Berdasarkan penelitiannya itu, akhirnya dia menyimpulkan bahwa air lah yang menyebabkan dia mabuk. Cukup masuk akal, bukan ? Namun apakah hal itu benar ?
Penalaran, merupakan suatu proses berpikir yang bisa membuahkan pengetahuan. Nah, agar pengetahuan yang dihasilkan dari penalaran itu mempunyai dasar kebenaran, maka proses berpikirnya juga harus dilakukan dengan cara tertentu. Suatu kesimpulan (natijah) baru bisa dianggap shahih (valid) apabila proses penarikan kesimpulan tersebut dilakukan menurut cara tertentu tersebut. Cara penarikan kesimpulan semacam ini disebut logika, dimana logika secara luas dapat didefinisikan sebagai "pengkajian untuk berpikir secara shahih (valid)".

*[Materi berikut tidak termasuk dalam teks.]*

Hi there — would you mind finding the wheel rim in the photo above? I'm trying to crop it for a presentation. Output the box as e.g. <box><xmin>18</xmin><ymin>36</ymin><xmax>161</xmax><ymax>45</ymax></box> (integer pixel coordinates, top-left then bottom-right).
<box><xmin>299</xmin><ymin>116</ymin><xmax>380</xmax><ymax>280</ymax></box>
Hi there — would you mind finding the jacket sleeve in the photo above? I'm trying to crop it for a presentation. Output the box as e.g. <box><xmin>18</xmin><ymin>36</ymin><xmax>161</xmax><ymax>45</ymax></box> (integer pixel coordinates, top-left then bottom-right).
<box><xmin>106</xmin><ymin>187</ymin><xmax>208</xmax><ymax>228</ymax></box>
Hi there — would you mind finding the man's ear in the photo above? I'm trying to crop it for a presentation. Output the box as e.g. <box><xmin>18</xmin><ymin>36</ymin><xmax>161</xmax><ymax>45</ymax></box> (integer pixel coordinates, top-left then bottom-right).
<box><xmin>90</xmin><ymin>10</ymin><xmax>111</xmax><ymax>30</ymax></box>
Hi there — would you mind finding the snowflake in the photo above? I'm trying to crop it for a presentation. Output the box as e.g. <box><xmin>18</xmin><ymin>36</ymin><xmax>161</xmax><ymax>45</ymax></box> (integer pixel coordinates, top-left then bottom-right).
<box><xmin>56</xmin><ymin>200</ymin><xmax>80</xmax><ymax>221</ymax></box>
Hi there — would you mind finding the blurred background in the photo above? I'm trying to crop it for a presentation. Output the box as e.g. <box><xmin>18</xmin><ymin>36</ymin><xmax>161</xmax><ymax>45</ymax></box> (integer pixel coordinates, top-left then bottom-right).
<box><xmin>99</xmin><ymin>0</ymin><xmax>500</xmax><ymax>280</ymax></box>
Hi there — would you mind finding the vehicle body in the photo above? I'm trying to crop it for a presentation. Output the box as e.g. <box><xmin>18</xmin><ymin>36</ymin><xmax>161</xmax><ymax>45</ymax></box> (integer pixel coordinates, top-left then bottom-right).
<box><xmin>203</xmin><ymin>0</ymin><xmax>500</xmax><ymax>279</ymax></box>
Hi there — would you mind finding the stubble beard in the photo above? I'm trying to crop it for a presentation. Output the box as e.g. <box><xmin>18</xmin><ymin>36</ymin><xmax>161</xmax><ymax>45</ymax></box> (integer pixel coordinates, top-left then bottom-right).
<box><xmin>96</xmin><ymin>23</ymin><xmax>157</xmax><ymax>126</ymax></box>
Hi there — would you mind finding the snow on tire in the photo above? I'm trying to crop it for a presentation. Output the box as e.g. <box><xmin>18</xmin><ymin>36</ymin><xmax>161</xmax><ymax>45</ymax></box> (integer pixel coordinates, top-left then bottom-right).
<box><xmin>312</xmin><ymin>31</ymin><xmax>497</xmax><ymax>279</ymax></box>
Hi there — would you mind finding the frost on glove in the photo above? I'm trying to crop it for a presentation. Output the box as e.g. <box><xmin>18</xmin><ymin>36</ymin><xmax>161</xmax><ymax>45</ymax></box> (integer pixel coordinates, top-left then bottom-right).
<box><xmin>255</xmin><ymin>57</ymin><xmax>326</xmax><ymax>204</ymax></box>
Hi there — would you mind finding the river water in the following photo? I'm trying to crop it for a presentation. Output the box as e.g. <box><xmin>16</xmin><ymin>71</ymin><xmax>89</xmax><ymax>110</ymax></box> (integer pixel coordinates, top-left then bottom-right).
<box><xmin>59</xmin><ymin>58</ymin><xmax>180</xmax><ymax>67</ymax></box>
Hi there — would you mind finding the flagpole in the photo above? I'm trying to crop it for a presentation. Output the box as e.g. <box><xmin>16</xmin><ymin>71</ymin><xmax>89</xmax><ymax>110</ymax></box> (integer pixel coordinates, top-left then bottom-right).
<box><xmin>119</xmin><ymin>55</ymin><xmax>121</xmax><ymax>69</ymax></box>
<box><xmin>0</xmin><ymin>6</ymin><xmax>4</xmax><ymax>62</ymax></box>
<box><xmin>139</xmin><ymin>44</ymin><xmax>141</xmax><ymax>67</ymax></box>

Sebenarnya ada bermacam-macam cara dalam penarikan kesimpulan (natijah), namun untuk sesuai dengan tujuan studi yang memusatkan diri pada penalaran ilmiah, maka kita akan melakukan penelaahan yang seksama hanya pada 2 jenis cara penarikan kesimpulan (natijah), yakni Logika Deduktif (Επαγωγικές) dan Logika Induktif (επαγωγικός).
Logika Induktif (επαγωγικός) cukup erat kaitannya dengan penarikan kesimpulan dari kasus-kasus individual nyata menjadi kesimpulan yang bersifat umum. Sedangkan di lain sisi, kita mempunyai Logika Deduktif (Επαγωγικές), yang dapat membantu kita dalam menarik kesimpulan dari hal yang bersifat umun menjadi kasus yang bersifat individual (khusus).
Induksi (επαγωγή)
Induksi merupakan cara berpikir dimana ditarik suatu kesimpulan (natijah) yang bersifat umum dari berbagai kasus yang bersifat individual. Penalaran secara induktif, biasanya dimulai dengan cara mengemukakan pernyataan-pernyataan yang mempunyai "ruang lingkup yang khas", dan terbatas dalam menyusun argumentasi-argumentasi yang diakhiri dengan pernyataan-pernyataan yang bersifat umum.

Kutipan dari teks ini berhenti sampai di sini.